Kraft Heinz is controlled by Warren Buffett’s Berkshire Hathaway and Brazilian private equity 3G Capital, which first teamed up in 2013 to buy Heinz. Berkshire and 3G collectively hold a 51% stake in Kraft Heinz.
3G is well-known for moving quickly to cut costs and eliminate jobs after it acquires a company.
There were layoffs at Anheuser-Busch InBev shortly after 3G helped lead the merger of the Bud maker and Stella Artois brewer.
Job cuts followed at Burger King when 3G took it over in 2010 and once again at Canadian coffee and donut chain Tim Hortons after 3G merged Burger King with it last year to create Restaurant Brands.
And Heinz issued layoffs not long after the 3G/Berkshire takeover as well.
Private equity firms cutting jobs is not a huge surprise. But the layoffs do put Buffett in a bit of an uncomfortable spot.
The Oracle of Omaha has an image of being a benevolent billionaire. He’s famous for his philanthropic efforts. His politics are liberal.
Buffett made waves in 2012 for pointing out how unfair it was that his secretary paid a higher tax rate than he did.
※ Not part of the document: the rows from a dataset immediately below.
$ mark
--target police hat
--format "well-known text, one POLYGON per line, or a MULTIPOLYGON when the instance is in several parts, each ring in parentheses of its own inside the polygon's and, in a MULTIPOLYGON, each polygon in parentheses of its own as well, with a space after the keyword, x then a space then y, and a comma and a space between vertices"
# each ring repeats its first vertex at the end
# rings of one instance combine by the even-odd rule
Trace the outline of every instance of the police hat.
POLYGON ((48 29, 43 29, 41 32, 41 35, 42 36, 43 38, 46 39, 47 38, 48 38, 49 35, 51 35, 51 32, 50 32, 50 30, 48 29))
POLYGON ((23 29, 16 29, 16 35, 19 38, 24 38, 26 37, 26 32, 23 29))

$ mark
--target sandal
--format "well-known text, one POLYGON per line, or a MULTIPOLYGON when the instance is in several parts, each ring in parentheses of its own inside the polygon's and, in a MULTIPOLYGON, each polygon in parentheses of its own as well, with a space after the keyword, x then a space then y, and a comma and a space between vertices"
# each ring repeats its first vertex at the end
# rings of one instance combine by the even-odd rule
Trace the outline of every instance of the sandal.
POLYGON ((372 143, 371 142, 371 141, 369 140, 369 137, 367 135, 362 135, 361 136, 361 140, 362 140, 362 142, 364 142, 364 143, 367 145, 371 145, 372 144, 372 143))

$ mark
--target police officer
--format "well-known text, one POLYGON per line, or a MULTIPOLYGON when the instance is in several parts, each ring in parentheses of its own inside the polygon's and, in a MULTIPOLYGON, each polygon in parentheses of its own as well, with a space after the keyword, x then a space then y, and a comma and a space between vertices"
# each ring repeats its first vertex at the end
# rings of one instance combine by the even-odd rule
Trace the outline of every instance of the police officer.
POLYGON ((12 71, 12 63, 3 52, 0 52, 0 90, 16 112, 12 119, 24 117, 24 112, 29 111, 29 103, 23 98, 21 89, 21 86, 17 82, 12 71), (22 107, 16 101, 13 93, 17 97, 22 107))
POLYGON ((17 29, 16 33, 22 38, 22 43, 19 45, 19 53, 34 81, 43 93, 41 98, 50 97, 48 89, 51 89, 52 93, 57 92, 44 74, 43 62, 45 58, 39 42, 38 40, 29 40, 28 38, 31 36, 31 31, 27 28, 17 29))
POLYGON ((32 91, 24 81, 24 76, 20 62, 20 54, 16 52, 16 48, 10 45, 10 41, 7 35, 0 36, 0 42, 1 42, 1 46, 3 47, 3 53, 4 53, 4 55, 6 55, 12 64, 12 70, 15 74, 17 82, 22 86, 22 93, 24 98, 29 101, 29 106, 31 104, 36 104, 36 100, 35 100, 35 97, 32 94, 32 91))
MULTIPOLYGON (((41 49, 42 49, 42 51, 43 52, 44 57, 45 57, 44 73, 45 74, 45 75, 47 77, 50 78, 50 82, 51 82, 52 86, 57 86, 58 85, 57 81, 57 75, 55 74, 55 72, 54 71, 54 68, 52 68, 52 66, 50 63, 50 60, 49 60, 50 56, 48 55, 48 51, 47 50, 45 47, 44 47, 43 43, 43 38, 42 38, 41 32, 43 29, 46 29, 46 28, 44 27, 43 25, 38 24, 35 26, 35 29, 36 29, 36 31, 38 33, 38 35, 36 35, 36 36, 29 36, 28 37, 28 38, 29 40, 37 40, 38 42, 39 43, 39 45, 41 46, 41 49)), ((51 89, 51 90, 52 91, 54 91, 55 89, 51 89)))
President Obama used that to push for higher taxes on the wealthy — the so-called Buffett Rule.
And many investors have an almost cult-like attachment to Buffett and the Berkshire culture. But some are starting to question Buffett’s decisions.
One shareholder expressed concerns about Berkshire’s partnerships with 3G at Berkshire’s latest annual meeting this May.
But Buffett defended 3G, saying that no company should have more employees than it needs.
So Wall Street should get used to more deals like this. At some point, Kraft Heinz could look to buy another food company. There is a lot of speculation about which food firms could get scooped up next.
Activist investor Bill Ackman just bought a stake in Oreo maker Mondelez — which used to be a part of Kraft. And that led to almost immediate chatter that the company could be in play.
Make no mistake. Buffett didn’t amass a fortune of $67 billion by ignoring the bottom lines at all the companies he owns and invests in. Sadly, layoffs often help boost profits.